Last week I wrote a review of Made to Stick by Chip & Dan Heath. One of the qualities of the book that impressed me most was the large number of stories used to illustrate its main points. The book would have been much less inspiring without them. I decided after reading that book, that as I publish my books, I will be sure to make them rife with stories.
So, how do I gather so many stories as the Heath brothers did? How do I organize them? Where is this secret website that has all of these stories grouped by subject so I can spend an afternoon gathering all of them? To answer these questions, I reached out to one of the authors.
Chip Heath was gracious enough to write back with the following:
Hi Ryan, Unfortunately we have discovered no shortcuts, we just read everything we can find that might be relevant. […] I’ve come to the (sad) conclusion that story collection can’t be outsourced.
Good luck with your work.
There are no Shortcuts
I have to admit, I’ve started to become addicted to outsourcing certain tasks to oDesk. I’ve hired 5 different people already to perform tasks from coding to transcribing podcasts. I figured that story collection would be another one of those easy $10/hour jobs I could throw out there.

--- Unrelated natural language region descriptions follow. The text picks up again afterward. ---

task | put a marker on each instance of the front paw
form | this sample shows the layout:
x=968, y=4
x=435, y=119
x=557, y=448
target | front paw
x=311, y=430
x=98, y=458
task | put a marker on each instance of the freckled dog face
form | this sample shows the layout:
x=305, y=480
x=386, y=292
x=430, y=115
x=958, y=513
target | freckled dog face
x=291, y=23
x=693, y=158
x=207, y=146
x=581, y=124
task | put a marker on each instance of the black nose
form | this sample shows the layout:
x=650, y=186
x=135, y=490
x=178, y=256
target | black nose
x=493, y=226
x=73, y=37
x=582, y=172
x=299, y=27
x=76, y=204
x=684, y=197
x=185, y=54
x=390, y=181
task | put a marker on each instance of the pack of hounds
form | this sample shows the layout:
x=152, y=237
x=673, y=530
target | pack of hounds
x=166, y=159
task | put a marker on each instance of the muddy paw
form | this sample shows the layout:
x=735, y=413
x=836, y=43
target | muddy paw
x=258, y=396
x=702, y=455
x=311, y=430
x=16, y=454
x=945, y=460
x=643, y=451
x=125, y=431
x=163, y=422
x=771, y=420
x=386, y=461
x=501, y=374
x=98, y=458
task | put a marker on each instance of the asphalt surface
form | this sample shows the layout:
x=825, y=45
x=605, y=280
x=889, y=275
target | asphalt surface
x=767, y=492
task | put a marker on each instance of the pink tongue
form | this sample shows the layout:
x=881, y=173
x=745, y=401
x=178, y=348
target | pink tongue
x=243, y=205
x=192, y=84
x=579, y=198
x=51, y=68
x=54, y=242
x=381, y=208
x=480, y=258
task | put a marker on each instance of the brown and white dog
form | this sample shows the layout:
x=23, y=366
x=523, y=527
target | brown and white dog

According to a New York Times bestselling author, I can’t.
Just yesterday I received my regular installment of The Weekly Gold email newsletter, where community builder David Sherry wrote this timely advice:
The short cut to becoming an entrepreneur is to work on launching products for ten years.

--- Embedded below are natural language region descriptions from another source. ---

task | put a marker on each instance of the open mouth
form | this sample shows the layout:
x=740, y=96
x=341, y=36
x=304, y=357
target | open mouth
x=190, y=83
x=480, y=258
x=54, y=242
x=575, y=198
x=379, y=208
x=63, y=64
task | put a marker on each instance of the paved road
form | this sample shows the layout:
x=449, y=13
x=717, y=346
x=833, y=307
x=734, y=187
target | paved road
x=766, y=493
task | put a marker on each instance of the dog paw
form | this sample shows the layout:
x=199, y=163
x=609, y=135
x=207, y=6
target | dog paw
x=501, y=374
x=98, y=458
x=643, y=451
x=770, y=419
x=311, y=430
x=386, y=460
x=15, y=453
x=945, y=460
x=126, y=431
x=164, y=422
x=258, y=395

The secret to being in great shape is to stick to strict workout regiment and only eat vegetables and lean meats.
The short cut to getting a date with that guy or girl you always see is to go up and talk to them.[…]
The solution has always been right in front of us.
The real secret is convincing your brain to stop searching and to start doing.
Start doing. It bears repeating.
I often fall into the trap of buying a handful of business books and then spending months reading through them, all of them while not doing anything to apply what I’ve read. As I reflect on the most valuable lessons I’ve learned, they weren’t from reading a book, they were from trial and error.
When We Do, We Grow.
So what is holding you back from trying out that thing that you’ve been thinking of doing? Are you trying to find a shortcut instead of starting the hard work? Are you waiting until you finish reading that “how-to” book before you get started?
Don’t wait, start.
I’m inspired by the story of a man who many consider being the greatest (lyrical) poet of our time, Robert Van Winkle:
A lot of people think I was an overnight success, but I was an opening act for three or four years, and then I signed my contract with EMI. Then it kind of blew up overnight.
-Robert Van Winkle (a.k.a. Vanilla Ice)
From here on out, every time you hear “Ice Ice Baby”, remind yourself that you are in good company as you push forward. Your overnight success comes after a period of hard work–and the hard work comes after you start.